Expected Fielding Independent Pitching (xFIP):
Whenever you see a tiny “x” before a statistic, that means the stat has been regressed to some degree. Since McCracken came up with his radical new idea, it’s been shown that pitcher homerun rates are unstable as well. A pitcher may let up homeruns on 5% of his flyballs one year, but then let up homeruns on 15% of his flyballs the next year. There’s no rhyme or reason to it, and all pitchers have their homerun rates fluctuate regardless of if they’re high strikeout pitcher, induce lots of groundballs, or are one of the best in the league. For example, Roy Halladay let up homeruns on 10.6% of his flyballs last season, but is at only 8.9% this season; James Shields let up homeruns on 9.8% of his flyballs in 2008, but is at 14.3% this season. Since this statistic is volatile, xFIP says, “Screw this, we want stability!” and regresses every pitcher’s homerun rate to league average (10.6%). This has been shown to have slightly more predictive value than FIP by itself.

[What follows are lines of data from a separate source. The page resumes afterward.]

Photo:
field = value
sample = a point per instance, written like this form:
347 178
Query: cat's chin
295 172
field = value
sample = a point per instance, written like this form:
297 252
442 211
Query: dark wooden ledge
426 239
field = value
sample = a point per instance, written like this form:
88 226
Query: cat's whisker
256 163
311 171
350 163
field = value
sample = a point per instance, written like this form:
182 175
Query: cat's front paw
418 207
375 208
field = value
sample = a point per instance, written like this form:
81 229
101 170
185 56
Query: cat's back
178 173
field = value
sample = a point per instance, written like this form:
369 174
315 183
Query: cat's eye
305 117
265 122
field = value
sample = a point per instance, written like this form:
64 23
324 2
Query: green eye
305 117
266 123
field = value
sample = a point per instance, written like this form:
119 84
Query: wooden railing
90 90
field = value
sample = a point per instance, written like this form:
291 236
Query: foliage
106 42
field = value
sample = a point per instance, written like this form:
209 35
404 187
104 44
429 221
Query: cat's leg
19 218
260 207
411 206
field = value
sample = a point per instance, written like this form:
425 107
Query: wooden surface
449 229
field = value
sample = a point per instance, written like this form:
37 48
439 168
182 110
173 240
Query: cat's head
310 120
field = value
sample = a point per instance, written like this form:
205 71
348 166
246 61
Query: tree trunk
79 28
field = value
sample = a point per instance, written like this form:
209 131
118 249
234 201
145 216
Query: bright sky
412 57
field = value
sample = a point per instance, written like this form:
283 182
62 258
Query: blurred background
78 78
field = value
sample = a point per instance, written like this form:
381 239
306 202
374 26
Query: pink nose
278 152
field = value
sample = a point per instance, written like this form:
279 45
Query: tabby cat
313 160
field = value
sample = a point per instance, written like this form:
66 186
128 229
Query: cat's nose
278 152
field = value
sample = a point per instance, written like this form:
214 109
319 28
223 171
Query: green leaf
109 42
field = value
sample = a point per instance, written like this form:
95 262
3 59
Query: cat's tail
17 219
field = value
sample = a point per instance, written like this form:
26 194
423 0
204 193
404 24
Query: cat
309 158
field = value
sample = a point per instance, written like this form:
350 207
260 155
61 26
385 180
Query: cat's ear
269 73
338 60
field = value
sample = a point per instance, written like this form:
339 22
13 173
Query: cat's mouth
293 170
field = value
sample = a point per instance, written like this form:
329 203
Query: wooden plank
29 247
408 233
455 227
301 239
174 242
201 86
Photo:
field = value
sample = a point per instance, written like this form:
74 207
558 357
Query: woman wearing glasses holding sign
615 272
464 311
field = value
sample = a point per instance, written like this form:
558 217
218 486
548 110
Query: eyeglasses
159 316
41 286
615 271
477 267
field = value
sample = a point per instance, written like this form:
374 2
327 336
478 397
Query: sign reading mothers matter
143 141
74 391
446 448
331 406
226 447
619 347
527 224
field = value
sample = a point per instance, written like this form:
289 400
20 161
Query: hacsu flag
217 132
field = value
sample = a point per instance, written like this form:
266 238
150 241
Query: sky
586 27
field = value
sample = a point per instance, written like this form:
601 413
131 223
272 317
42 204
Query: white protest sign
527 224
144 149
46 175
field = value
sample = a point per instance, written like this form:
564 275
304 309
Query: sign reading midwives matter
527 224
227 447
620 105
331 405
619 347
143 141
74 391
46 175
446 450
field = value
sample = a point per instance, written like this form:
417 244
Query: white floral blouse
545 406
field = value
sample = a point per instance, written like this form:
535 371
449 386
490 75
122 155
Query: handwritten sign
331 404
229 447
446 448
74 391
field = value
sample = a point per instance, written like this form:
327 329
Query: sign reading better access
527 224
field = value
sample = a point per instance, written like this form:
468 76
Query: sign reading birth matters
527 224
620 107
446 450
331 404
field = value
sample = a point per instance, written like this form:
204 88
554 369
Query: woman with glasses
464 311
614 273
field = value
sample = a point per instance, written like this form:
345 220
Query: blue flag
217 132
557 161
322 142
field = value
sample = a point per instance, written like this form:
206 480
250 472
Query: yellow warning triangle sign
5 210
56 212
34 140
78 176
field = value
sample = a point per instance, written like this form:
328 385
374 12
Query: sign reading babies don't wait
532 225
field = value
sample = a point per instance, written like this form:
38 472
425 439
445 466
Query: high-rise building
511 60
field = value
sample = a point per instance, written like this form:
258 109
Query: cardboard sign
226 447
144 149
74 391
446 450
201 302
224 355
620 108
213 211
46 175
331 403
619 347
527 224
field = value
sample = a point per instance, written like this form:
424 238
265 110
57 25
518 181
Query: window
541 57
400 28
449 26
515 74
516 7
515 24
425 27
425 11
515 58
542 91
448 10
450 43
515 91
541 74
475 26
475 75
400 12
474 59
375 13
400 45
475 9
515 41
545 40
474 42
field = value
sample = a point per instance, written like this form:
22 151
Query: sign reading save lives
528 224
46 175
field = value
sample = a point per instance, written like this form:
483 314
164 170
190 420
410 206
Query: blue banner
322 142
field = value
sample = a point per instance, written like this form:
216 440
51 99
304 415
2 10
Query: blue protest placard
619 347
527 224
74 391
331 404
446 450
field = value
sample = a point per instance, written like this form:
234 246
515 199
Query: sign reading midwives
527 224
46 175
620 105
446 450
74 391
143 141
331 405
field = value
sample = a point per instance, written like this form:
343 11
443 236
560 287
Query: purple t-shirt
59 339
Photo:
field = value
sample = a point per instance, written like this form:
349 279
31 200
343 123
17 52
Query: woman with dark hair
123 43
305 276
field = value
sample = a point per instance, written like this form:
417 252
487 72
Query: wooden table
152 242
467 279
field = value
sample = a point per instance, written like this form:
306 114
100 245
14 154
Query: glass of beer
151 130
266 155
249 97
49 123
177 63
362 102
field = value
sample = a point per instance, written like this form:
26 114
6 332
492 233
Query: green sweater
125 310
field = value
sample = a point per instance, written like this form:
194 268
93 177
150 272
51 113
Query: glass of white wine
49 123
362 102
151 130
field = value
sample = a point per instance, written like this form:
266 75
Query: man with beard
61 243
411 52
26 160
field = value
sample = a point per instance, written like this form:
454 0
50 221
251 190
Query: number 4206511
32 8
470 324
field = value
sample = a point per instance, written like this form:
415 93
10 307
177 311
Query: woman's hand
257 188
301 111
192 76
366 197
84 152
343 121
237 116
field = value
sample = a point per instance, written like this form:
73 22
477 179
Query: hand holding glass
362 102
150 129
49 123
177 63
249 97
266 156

True Earned Runs Allowed (tERA):
Oh boy, this is where things get interesting. tERA incorporates the same statistics as FIP – strikeouts, walks, and homeruns – but it goes a step further by also including batted ball statistics like line drive rate (LD%), flyball rate (FB%), and groundball rate (GB%). The theory behind it is simple: if a pitcher lets up lots of flyballs and line drives, they’d also be more likely to let up lots of homeruns and doubles, and that’s bad. But if a pitcher makes batters hit groundballs all the time, they’ll be more likely to get outs and be effective. Pitchers do have some control over their groundball and flyball rates, so we should include those in our calculations as well. tERA is also based on an ERA scale, making it easy to tell what’s a good score and what’s not.